Gold [1967] No family of languages that contains all finite languages and at least one super-finite language is passively learnable from positive data alone.

One should be very very careful in interpreting this result. For example, Dana Angluin showed in the 80s that

Angluin [1982] The class of $k$-reversible languages is passively learnable in the limit from positive data.

The class of $k$-reversible languages is infinite, contains super-finite languages, but interestingly, does not contain all finite languages. Now once you change the learning model, the fundamental results change.

Angluin [1987] Regular languages are learnable from a teacher that answers equivalence queries and provides counterexamples. The algorithm is polynomial in the set of states of the minimal DFA and length of the maximal counterexample.

This is quite a strong and positive result and recently has found several applications. However, as always the details are important, as the title of the paper below already suggests.

The minimum consistent DFA problem cannot be approximated within and polynomial , Pitt and Warmuth, 1989.

Now you may be wondering, how is any of this relevant to your question? To which my answer is that the design space for a mathematical definition of your problem is very large and the specific point you choose in this space is going to affect the kind of answers you will get. The above is not meant to be a comprehensive survey of how to formalise the learning problem. It's just meant to demonstrate the direction you may want to investigate. All the references and results I quote are extremely dated, and the field has done a lot since then. There are basic textbooks you could consult to obtain the sufficient background to formulate your question in a precise manner and determine if the answer you seek already exists.

Answer 3

The success of a learning algorithm depends critically on the representation. How do you present the input to the algorithm? In an extreme case, suppose you present the numbers as sequences of prime factors -- in this case, learning is quite trivial. In another extreme, consider representing the numbers as binary strings. All the standard learning algorithms I know would fail here. Here is one that would work: find the smallest Turing machine that accepts all the positive examples and rejects all the negative ones. [Exercise: prove that this is a universal learner.] One problem with that is that the task is not Turing-computable. To put things in perspective, can you learn to recognize primality based only on the binary representation?

Answer 4

This problem is part of modern research: given input and output data, find simplest algorithm which produces output from input. RNN networks are Turing-complete, so theoretically by endless SGD you can end up in RNN which is equivalent to this code:

bool isPrime(int n, int d) {
    if(n<2)
        return 0;
    if(d == 1)
        return true;
    else 
    {
        if(n % d == 0) 
            return false;
        else
            return isPrime(n, d - 1);
    }
}

on this dataset: 0=>0, 1=>0, 2=>1, 3=>1, 4=>0, 5=>1, ... etc

The problem is that we have no practically-reliable theory on SGD convergency nor any estimates of time required for convergence or neural network depth. But latest research shows that alike problems can be though solved:

https://en.wikipedia.org/wiki/Neural_Turing_machine

https://www.microsoft.com/en-us/research/wp-content/uploads/2017/10/curr_opin_sys_biol_17.pdf

https://www.microsoft.com/en-us/research/wp-content/uploads/2016/12/cav13.pdf

use google scholar to search for keywords...

Answer 5

Machine learning is subject to the laws of computing complexity.

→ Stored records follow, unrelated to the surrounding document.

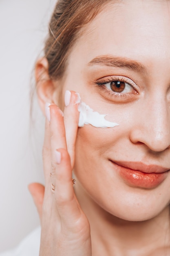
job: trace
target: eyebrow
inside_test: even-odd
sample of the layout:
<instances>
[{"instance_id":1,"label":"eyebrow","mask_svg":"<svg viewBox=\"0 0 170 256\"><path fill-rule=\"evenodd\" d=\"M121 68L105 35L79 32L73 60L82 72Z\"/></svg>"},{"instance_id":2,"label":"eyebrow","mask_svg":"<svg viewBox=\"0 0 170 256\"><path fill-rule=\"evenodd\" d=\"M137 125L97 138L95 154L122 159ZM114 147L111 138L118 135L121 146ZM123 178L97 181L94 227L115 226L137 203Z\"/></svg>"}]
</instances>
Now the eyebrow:
<instances>
[{"instance_id":1,"label":"eyebrow","mask_svg":"<svg viewBox=\"0 0 170 256\"><path fill-rule=\"evenodd\" d=\"M101 65L111 67L123 67L146 74L147 73L146 67L136 61L122 57L110 55L98 56L91 61L88 65Z\"/></svg>"}]
</instances>

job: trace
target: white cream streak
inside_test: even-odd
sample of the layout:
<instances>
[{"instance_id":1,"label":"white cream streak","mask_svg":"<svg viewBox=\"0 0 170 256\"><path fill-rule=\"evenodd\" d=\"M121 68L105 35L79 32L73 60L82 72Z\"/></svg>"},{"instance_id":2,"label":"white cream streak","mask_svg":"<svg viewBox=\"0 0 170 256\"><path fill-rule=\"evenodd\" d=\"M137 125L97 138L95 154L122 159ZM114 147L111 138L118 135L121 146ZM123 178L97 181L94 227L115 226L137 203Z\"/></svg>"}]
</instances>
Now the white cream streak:
<instances>
[{"instance_id":1,"label":"white cream streak","mask_svg":"<svg viewBox=\"0 0 170 256\"><path fill-rule=\"evenodd\" d=\"M119 125L116 123L109 122L104 118L106 115L101 115L90 108L84 102L80 102L78 104L78 110L79 112L78 126L82 127L84 124L91 124L95 127L114 127Z\"/></svg>"}]
</instances>

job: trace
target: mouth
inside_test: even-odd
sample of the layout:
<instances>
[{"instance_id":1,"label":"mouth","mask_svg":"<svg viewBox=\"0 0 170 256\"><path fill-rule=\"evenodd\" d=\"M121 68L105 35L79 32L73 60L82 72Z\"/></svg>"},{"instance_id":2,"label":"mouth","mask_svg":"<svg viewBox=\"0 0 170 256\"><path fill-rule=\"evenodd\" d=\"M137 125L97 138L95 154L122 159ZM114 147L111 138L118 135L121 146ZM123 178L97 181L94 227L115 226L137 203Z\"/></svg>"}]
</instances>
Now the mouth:
<instances>
[{"instance_id":1,"label":"mouth","mask_svg":"<svg viewBox=\"0 0 170 256\"><path fill-rule=\"evenodd\" d=\"M166 178L170 169L139 162L113 162L114 169L129 186L152 189L160 185Z\"/></svg>"}]
</instances>

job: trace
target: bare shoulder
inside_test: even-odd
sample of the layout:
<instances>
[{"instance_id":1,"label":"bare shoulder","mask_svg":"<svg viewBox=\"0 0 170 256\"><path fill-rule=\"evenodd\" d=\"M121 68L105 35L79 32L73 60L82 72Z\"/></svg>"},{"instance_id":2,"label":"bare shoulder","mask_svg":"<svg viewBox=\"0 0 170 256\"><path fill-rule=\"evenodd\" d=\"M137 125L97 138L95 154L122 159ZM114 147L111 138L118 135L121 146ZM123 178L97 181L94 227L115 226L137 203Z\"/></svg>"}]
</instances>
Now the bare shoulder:
<instances>
[{"instance_id":1,"label":"bare shoulder","mask_svg":"<svg viewBox=\"0 0 170 256\"><path fill-rule=\"evenodd\" d=\"M148 256L170 256L170 246L157 249Z\"/></svg>"}]
</instances>

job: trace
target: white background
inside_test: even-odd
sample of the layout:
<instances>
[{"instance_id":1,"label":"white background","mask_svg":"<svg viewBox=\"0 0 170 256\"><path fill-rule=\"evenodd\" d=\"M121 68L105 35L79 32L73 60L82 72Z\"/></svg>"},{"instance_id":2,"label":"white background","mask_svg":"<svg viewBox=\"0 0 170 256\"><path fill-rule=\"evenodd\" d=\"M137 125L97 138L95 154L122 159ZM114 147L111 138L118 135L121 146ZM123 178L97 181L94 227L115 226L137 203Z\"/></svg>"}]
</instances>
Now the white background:
<instances>
[{"instance_id":1,"label":"white background","mask_svg":"<svg viewBox=\"0 0 170 256\"><path fill-rule=\"evenodd\" d=\"M31 72L56 0L0 0L0 252L40 225L27 185L43 182L44 120L34 104Z\"/></svg>"}]
</instances>

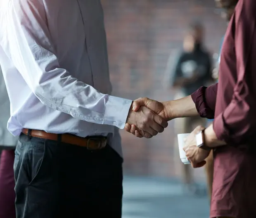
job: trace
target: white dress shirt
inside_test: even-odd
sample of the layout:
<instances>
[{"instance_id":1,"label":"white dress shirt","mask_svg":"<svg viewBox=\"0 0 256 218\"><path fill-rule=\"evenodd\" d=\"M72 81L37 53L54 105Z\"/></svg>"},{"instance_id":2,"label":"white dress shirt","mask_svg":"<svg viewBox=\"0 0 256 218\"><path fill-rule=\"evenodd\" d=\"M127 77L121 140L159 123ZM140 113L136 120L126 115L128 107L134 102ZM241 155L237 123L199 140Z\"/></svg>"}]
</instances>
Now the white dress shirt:
<instances>
[{"instance_id":1,"label":"white dress shirt","mask_svg":"<svg viewBox=\"0 0 256 218\"><path fill-rule=\"evenodd\" d=\"M0 3L0 64L11 103L8 129L82 137L112 133L121 154L132 101L110 95L100 0Z\"/></svg>"},{"instance_id":2,"label":"white dress shirt","mask_svg":"<svg viewBox=\"0 0 256 218\"><path fill-rule=\"evenodd\" d=\"M0 146L14 147L17 142L14 137L6 128L10 118L10 101L5 80L0 67Z\"/></svg>"}]
</instances>

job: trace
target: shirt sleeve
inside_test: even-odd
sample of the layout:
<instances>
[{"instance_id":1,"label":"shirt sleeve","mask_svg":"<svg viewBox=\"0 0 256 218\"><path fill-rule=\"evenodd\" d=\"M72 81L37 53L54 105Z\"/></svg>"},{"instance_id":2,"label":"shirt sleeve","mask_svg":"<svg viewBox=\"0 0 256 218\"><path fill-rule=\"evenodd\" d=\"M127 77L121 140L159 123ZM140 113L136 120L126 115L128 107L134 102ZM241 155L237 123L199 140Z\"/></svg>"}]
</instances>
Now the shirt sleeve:
<instances>
[{"instance_id":1,"label":"shirt sleeve","mask_svg":"<svg viewBox=\"0 0 256 218\"><path fill-rule=\"evenodd\" d=\"M237 82L231 102L213 122L218 138L235 144L247 142L256 130L256 2L238 4L233 21Z\"/></svg>"},{"instance_id":2,"label":"shirt sleeve","mask_svg":"<svg viewBox=\"0 0 256 218\"><path fill-rule=\"evenodd\" d=\"M100 93L59 66L43 1L10 1L9 7L7 55L38 99L75 118L123 128L132 101Z\"/></svg>"},{"instance_id":3,"label":"shirt sleeve","mask_svg":"<svg viewBox=\"0 0 256 218\"><path fill-rule=\"evenodd\" d=\"M209 87L202 86L191 95L201 117L208 119L214 118L218 84L217 83Z\"/></svg>"}]
</instances>

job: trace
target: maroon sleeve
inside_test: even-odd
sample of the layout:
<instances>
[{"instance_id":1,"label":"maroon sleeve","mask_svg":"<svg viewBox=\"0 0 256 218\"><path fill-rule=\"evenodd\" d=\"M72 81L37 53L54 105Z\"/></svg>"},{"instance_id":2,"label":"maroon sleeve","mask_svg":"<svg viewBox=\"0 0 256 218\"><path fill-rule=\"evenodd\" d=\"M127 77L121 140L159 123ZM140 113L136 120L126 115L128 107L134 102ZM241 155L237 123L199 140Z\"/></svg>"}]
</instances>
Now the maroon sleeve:
<instances>
[{"instance_id":1,"label":"maroon sleeve","mask_svg":"<svg viewBox=\"0 0 256 218\"><path fill-rule=\"evenodd\" d=\"M237 82L231 102L213 122L218 139L228 143L247 143L256 133L255 12L255 0L241 0L233 19Z\"/></svg>"},{"instance_id":2,"label":"maroon sleeve","mask_svg":"<svg viewBox=\"0 0 256 218\"><path fill-rule=\"evenodd\" d=\"M209 87L202 86L191 95L197 110L201 117L214 118L218 83Z\"/></svg>"}]
</instances>

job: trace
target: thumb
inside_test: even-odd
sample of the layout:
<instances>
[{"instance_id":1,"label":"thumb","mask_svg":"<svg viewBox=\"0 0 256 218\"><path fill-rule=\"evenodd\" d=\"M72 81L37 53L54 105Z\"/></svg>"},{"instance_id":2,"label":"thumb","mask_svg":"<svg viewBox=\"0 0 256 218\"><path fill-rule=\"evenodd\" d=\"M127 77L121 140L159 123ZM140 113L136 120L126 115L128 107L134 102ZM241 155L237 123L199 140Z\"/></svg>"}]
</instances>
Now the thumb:
<instances>
[{"instance_id":1,"label":"thumb","mask_svg":"<svg viewBox=\"0 0 256 218\"><path fill-rule=\"evenodd\" d=\"M145 105L147 103L147 98L140 98L133 101L133 111L136 111L140 109L140 106Z\"/></svg>"}]
</instances>

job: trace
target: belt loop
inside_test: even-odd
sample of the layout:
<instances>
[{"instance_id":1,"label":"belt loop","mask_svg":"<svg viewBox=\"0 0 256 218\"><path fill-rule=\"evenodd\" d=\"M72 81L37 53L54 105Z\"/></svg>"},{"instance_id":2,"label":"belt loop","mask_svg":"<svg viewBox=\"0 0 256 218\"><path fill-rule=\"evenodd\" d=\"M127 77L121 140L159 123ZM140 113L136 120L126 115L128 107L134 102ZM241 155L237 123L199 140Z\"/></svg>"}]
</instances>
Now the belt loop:
<instances>
[{"instance_id":1,"label":"belt loop","mask_svg":"<svg viewBox=\"0 0 256 218\"><path fill-rule=\"evenodd\" d=\"M29 140L31 140L32 138L31 133L32 130L31 129L28 129L28 138Z\"/></svg>"}]
</instances>

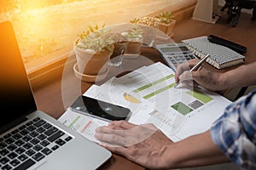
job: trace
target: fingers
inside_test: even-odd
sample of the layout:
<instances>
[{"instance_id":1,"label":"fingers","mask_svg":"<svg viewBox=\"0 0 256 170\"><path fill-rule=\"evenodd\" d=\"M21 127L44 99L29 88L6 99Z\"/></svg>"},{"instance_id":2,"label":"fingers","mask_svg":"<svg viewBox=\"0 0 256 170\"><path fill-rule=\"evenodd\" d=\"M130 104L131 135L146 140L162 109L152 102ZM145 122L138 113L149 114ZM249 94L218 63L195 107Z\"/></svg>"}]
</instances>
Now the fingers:
<instances>
[{"instance_id":1,"label":"fingers","mask_svg":"<svg viewBox=\"0 0 256 170\"><path fill-rule=\"evenodd\" d=\"M126 147L145 140L156 131L156 127L152 124L137 126L125 122L113 122L109 126L96 128L95 138L105 145Z\"/></svg>"},{"instance_id":2,"label":"fingers","mask_svg":"<svg viewBox=\"0 0 256 170\"><path fill-rule=\"evenodd\" d=\"M113 121L109 123L109 126L119 127L123 129L129 129L137 127L137 125L132 124L126 121Z\"/></svg>"}]
</instances>

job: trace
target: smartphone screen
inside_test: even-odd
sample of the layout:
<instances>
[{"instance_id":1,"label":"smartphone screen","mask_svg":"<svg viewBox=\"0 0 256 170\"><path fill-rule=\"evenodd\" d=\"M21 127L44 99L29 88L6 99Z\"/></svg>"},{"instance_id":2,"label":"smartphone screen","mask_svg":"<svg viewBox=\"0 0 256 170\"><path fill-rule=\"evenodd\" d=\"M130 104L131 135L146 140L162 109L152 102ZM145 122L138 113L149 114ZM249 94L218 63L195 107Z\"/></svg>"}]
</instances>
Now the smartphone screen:
<instances>
[{"instance_id":1,"label":"smartphone screen","mask_svg":"<svg viewBox=\"0 0 256 170\"><path fill-rule=\"evenodd\" d=\"M93 98L80 95L70 106L77 112L105 121L127 120L131 110Z\"/></svg>"}]
</instances>

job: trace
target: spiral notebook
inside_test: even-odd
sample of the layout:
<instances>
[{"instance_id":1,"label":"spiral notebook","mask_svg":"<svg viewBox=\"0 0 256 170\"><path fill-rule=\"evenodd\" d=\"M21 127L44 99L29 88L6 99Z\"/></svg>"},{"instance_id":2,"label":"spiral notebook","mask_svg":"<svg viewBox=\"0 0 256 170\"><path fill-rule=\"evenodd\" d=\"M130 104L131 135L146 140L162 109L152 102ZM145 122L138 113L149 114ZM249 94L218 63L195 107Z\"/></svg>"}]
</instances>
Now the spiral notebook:
<instances>
[{"instance_id":1,"label":"spiral notebook","mask_svg":"<svg viewBox=\"0 0 256 170\"><path fill-rule=\"evenodd\" d=\"M212 43L207 36L183 40L187 47L200 57L209 54L207 62L217 69L224 69L244 63L245 56L226 48Z\"/></svg>"}]
</instances>

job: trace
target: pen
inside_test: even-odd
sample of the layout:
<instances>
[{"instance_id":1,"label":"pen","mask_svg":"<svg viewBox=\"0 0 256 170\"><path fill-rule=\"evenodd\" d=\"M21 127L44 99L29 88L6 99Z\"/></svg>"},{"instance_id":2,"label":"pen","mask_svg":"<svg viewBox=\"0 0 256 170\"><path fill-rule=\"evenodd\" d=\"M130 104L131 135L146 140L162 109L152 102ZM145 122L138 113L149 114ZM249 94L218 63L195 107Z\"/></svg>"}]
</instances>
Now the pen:
<instances>
[{"instance_id":1,"label":"pen","mask_svg":"<svg viewBox=\"0 0 256 170\"><path fill-rule=\"evenodd\" d=\"M189 71L196 71L202 64L205 60L207 60L207 59L208 58L209 54L207 54L206 56L204 56L203 58L201 58L191 69ZM179 81L175 86L174 88L177 88L180 83L182 83L182 81Z\"/></svg>"}]
</instances>

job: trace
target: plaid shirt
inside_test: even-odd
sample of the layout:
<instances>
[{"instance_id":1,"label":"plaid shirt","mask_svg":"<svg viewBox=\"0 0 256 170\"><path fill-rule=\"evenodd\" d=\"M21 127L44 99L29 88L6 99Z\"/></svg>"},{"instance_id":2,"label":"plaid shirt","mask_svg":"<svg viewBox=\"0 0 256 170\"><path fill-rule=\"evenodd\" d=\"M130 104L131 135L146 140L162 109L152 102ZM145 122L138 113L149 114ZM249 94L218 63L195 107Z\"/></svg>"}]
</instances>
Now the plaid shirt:
<instances>
[{"instance_id":1,"label":"plaid shirt","mask_svg":"<svg viewBox=\"0 0 256 170\"><path fill-rule=\"evenodd\" d=\"M211 136L232 162L256 169L256 90L225 109L212 124Z\"/></svg>"}]
</instances>

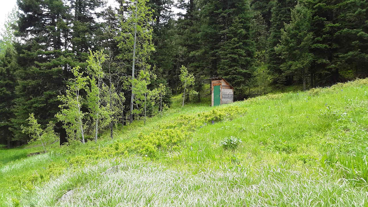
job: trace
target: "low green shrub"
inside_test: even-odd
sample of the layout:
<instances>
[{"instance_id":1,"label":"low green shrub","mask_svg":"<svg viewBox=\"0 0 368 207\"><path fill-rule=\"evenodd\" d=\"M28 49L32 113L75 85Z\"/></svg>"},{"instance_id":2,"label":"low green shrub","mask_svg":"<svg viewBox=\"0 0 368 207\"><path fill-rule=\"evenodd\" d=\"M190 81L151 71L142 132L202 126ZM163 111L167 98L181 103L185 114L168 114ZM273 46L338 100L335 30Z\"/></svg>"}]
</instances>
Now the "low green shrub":
<instances>
[{"instance_id":1,"label":"low green shrub","mask_svg":"<svg viewBox=\"0 0 368 207\"><path fill-rule=\"evenodd\" d=\"M241 139L230 136L229 137L225 137L224 140L220 142L220 144L226 149L234 149L241 143Z\"/></svg>"},{"instance_id":2,"label":"low green shrub","mask_svg":"<svg viewBox=\"0 0 368 207\"><path fill-rule=\"evenodd\" d=\"M175 121L163 124L160 127L163 129L193 130L207 124L231 120L236 116L243 115L246 111L245 109L237 106L216 108L195 115L181 115Z\"/></svg>"}]
</instances>

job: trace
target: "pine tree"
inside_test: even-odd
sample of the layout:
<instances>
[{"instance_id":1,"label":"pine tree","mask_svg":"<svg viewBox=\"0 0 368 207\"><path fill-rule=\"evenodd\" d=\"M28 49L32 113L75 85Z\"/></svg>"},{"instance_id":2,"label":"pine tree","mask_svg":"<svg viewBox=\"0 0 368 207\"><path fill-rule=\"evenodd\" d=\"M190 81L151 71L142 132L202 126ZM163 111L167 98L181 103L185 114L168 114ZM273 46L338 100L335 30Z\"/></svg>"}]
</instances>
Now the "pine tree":
<instances>
[{"instance_id":1,"label":"pine tree","mask_svg":"<svg viewBox=\"0 0 368 207\"><path fill-rule=\"evenodd\" d=\"M273 84L288 85L293 83L293 77L283 75L281 69L281 64L284 62L280 54L275 49L281 39L281 29L284 28L284 23L289 24L291 20L291 10L296 5L293 0L277 1L271 10L271 27L270 37L268 38L267 53L268 69L274 77Z\"/></svg>"},{"instance_id":2,"label":"pine tree","mask_svg":"<svg viewBox=\"0 0 368 207\"><path fill-rule=\"evenodd\" d=\"M15 71L18 66L16 56L11 48L5 49L3 56L0 56L0 143L6 143L8 148L14 140L11 119L14 118L14 92L17 85Z\"/></svg>"},{"instance_id":3,"label":"pine tree","mask_svg":"<svg viewBox=\"0 0 368 207\"><path fill-rule=\"evenodd\" d=\"M225 27L220 31L224 39L217 53L221 59L218 73L235 86L235 95L241 99L252 77L255 46L250 35L252 15L249 3L237 1L232 6L233 8L228 9L227 12L232 13L228 14L229 22L225 21Z\"/></svg>"},{"instance_id":4,"label":"pine tree","mask_svg":"<svg viewBox=\"0 0 368 207\"><path fill-rule=\"evenodd\" d=\"M20 43L15 48L20 67L16 73L19 85L13 121L16 137L26 140L20 126L26 124L29 114L34 113L42 125L56 120L54 116L59 103L57 97L65 85L67 66L72 61L63 48L66 37L62 28L65 28L58 27L66 24L62 17L68 7L63 1L22 0L18 4L22 12L15 34Z\"/></svg>"},{"instance_id":5,"label":"pine tree","mask_svg":"<svg viewBox=\"0 0 368 207\"><path fill-rule=\"evenodd\" d=\"M152 43L152 12L146 5L146 0L134 0L133 2L122 1L122 5L127 5L127 12L119 16L119 36L116 39L120 53L118 57L122 67L131 67L132 79L134 78L135 67L141 70L149 70L148 61L151 53L155 51ZM124 10L124 8L120 8ZM127 71L130 70L127 70ZM130 98L130 120L133 120L134 93L132 85Z\"/></svg>"},{"instance_id":6,"label":"pine tree","mask_svg":"<svg viewBox=\"0 0 368 207\"><path fill-rule=\"evenodd\" d=\"M310 52L313 33L311 32L311 11L299 3L291 11L291 20L281 29L281 40L275 49L285 62L281 69L284 75L302 80L306 89L306 79L313 55Z\"/></svg>"}]
</instances>

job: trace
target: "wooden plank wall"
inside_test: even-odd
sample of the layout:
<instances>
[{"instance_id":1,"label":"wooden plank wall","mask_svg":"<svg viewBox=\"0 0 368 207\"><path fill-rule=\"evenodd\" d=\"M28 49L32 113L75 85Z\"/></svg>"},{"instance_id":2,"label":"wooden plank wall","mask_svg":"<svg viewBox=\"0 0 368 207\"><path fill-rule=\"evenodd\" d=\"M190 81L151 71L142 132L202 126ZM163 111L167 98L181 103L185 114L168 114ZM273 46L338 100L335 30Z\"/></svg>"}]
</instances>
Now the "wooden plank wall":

The prime factorization problem is in the NP complexity class, possibly even NP-hard (not proven).

That is why detecting primes is among the hardest problems in machine learning, and might not be possible at all with that approach.

Quantum computers (QC) can do it in polynomial time, but Shor's is brute-force determinism, not machine learning.

Possibly a QC learning algorithm based on Shor's is an approach. I am really just banging the rocks together by suggesting that.